O recente terremoto na Itália coincidiu com o Dia Mundial da Saúde, tornando mais expressivo o mote comemorativo escolhido pela Organização Mundial da Saúde para a data: a necessidade de que hospitais e unidades de saúde sejam concebidos e preparados para manterem-se seguros e funcionando em situações de emergência, sejam estas causadas por catástrofes naturais, por situações de conflito armado, ou por acidentes ecológicos e epidemias. Segundo a OMS, apenas os desastres naturais afetaram 211 milhões de pessoas em 2008, vindo a causar a morte de mais de 235 mil indivíduos.

Uma emergência implica naturalmente em um acréscimo de demanda sobre hospitais e postos de saúde, quando estes muitas vezes estão fisicamente danificados, em conseqüência direta do evento e de suas circunstâncias. Ao contrário do que se pode imaginar, muitas das mortes ocorrem não imediatamente ao desastre, mas nos dias subsequentes, em função de falhas no abastecimento de água, energia e alimentos, e pela deficiência ou ausência de cuidados médicos. Na verdade, o colapso funcional após uma catástrofe muitas vezes é maior que o dano físico por ela imposto, e suas conseqüências para a população podem ser também de magnitude comparável àquela, devida ao evento, propriamente.

Em 1985, a erupção do vulcão Nevado del Ruiz, na Colômbia, matou cerca de 25 mil pessoas; o maremoto de 2004 no Oceano Índico deixou 230 mil mortos em onze países. Pode-se imaginar a desorganização causada aos serviços médicos pelo súbito e enorme acúmulo de pacientes, muitos deles em estado crítico. Mais difícil é aquilatar-se o grau de desmantelamento da rede de saúde: no terremoto ocorrido na cidade peruana de Pisco, em 2007, 95% dos leitos hospitalares da cidade foram perdidos em minutos. E, em outro contexto: nas três semanas que durou o último conflito na Faixa de Gaza, 25 profissionais de saúde foram feridos, e outros 16 morreram – em serviço. Além disto, 15 hospitais, 41 postos de saúde e 29 ambulâncias sofreram danos de monta.

Mas, o Brasil é abençoado por Deus, bonito por natureza, e catástrofes naturais e situações de conflito e violência não ocorrem aqui. Ou ocorrem?

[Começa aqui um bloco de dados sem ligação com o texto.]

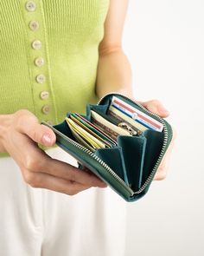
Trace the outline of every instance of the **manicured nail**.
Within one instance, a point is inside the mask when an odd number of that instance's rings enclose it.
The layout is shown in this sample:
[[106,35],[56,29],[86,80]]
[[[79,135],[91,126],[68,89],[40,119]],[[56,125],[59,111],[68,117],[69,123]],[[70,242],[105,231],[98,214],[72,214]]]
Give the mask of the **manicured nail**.
[[52,140],[51,140],[51,137],[48,134],[45,134],[42,136],[42,142],[43,142],[43,144],[48,145],[48,146],[49,146],[51,144]]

As enchentes do último verão afetaram mais de 1,5 milhões de pessoas em Santa Catarina, com 80 mil desabrigados e 114 mortos. No Estado do Rio, o hospital São José do Avaí, referência em Itaperuna, no noroeste do estado e em áreas de Minas Gerais e Espírito Santo foi invadido pelas águas do rio Muriaé, e os três hospitais de Pádua foram temporariamente fechados, obrigando à transferência de seus pacientes para unidades em outros municípios.
 Um hospital seguro é aquele que, em uma situação de emergência, tem seus serviços assistenciais plenamente acessíveis e atuando em sua capacidade máxima, dentro de sua estrutura física original. Portanto, é aquele que goza do maior nível de proteção possível em face de um desastre (natural ou não), e cujas rotas e vias de acesso permanecem livres e desimpedidas, com seus serviços críticos (água, alimentação, energia, comunicações, medicamentos, serviços de diagnóstico e outros) em pleno funcionamento, garantindo não apenas a continuidade dos serviços anteriormente exigidos, mas a absorção adequada da demanda acrescida pela emergência.

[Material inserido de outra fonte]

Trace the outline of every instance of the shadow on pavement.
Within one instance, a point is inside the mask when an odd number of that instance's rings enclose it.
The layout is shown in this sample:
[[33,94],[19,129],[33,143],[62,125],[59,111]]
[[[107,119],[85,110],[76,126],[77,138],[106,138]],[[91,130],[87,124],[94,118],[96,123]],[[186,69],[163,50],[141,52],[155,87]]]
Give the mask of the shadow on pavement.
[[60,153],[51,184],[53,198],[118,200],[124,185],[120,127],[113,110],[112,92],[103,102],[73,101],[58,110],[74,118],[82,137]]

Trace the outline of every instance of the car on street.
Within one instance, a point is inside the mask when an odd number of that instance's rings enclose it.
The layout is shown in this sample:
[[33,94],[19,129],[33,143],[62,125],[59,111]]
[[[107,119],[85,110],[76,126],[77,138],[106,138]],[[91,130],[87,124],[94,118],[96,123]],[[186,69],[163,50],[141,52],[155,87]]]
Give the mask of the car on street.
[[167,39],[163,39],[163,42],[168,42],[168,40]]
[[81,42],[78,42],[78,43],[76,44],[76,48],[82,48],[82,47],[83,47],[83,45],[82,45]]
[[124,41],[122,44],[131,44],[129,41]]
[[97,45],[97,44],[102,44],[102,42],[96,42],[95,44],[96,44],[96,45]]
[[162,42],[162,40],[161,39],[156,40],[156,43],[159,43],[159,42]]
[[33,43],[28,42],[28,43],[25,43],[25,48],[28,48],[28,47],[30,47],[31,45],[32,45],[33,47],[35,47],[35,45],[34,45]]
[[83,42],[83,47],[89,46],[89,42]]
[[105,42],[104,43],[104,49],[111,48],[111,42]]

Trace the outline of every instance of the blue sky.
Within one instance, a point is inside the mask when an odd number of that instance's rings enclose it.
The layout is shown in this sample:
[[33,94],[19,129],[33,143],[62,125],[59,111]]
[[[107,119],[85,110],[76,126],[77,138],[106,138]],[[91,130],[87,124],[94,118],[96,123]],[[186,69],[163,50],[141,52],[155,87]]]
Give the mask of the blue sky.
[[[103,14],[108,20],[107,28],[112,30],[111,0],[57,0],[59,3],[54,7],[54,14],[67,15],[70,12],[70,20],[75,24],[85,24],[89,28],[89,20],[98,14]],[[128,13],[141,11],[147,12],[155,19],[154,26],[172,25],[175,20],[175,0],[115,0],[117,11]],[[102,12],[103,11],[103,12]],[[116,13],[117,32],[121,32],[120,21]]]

A ausência de erupções, terremotos e maremotos não podem nos induzir a uma falsa sensação de segurança, como os exemplos do último verão, acima, nos mostram. Além disto, as lições do verão de 2007-2008 não podem ser esquecidas: todos se lembram da desorganização dos serviços durante a epidemia de dengue hemorrágico, e da enorme e injustificada demora na resposta das autoridades de saúde, quer no reconhecimento da emergência, quer no reforço então exigido pela rede assistencial. Sem medo de errar, pode-se afirmar que poucas unidades de saúde no Brasil – públicas ou privadas – se encontram dentro do conceito moderno de hospital seguro.

E cabe perguntar: as UPA estão sendo edificadas dentro desses princípios, propostos pela OMS e pela Organização Panamericana da Saúde?